PR : Non. Car cette crise est profonde. Ce qui pénalise aujourd’hui la quasi-totalité des services d’urgence de la Gironde, ce n’est pas le flux de patients, c’est le manque de lits en aval, c’est-à-dire médicaux, chirurgicaux, gériatriques, cardiologiques… Il y a un manque de personnel médical. Ainsi, tant que les établissements, publics ou privés, ne seront pas en mesure d’embaucher de nouveaux salariés, nous aurons des lits fermés, l’impossibilité de circulation des patients, et donc le blocage des cas d’urgence. Ça ne s’arrêtera pas le 2 septembre, c’est certain.
Au contraire, la situation peut-elle empirer ?
P.R. : Si rien n’est fait, on ne peut pas réparer spontanément. Je suis convaincu, comme pour toutes les crises ou toutes les situations instables, que si nous n’y répondons pas efficacement, cela va continuer à s’aggraver.
Quelles mesures faut-il prendre pour résoudre cette situation ?
P. R. : Ils sont très profonds.

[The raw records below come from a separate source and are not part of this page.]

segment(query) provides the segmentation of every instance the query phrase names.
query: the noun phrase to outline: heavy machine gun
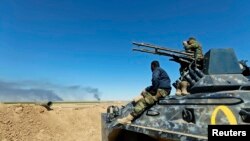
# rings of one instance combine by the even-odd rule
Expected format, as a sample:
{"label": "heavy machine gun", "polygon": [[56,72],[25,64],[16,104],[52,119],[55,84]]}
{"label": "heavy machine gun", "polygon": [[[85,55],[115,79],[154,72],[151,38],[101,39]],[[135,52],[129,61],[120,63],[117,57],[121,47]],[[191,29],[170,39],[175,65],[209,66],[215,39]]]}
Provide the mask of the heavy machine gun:
{"label": "heavy machine gun", "polygon": [[182,75],[175,83],[173,83],[174,87],[176,87],[177,83],[183,79],[186,79],[191,84],[191,86],[193,86],[197,81],[200,80],[200,78],[204,76],[203,72],[201,71],[203,63],[201,61],[197,63],[197,60],[194,57],[194,52],[188,53],[149,43],[133,42],[132,44],[137,46],[137,48],[133,48],[133,51],[168,56],[171,57],[171,61],[180,64],[180,71],[182,72]]}
{"label": "heavy machine gun", "polygon": [[133,51],[169,56],[171,57],[171,61],[175,61],[181,65],[191,64],[193,61],[195,61],[194,53],[187,53],[149,43],[133,42],[132,44],[137,46],[137,48],[133,48]]}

Si on pouvait résumer simplement, il doit y avoir plus de personnel capable de travailler dans le domaine de la santé, donc il faut augmenter le nombre de personnel. Je pense que cela passe par une réflexion sur les conditions de travail des personnels paramédicaux, c’est-à-dire la régulation de leurs rotations jour/nuit/week-end, et puis bien sûr l’aspect financier. Si ces mesures ne sont pas prises au niveau national, la crise se poursuivra, évidemment, car ni les administrations hospitalières ni les agences régionales de santé (ARS) n’ont la capacité d’augmenter les salaires ou d’augmenter l’emploi. Les carrières doivent être rendues plus attractives.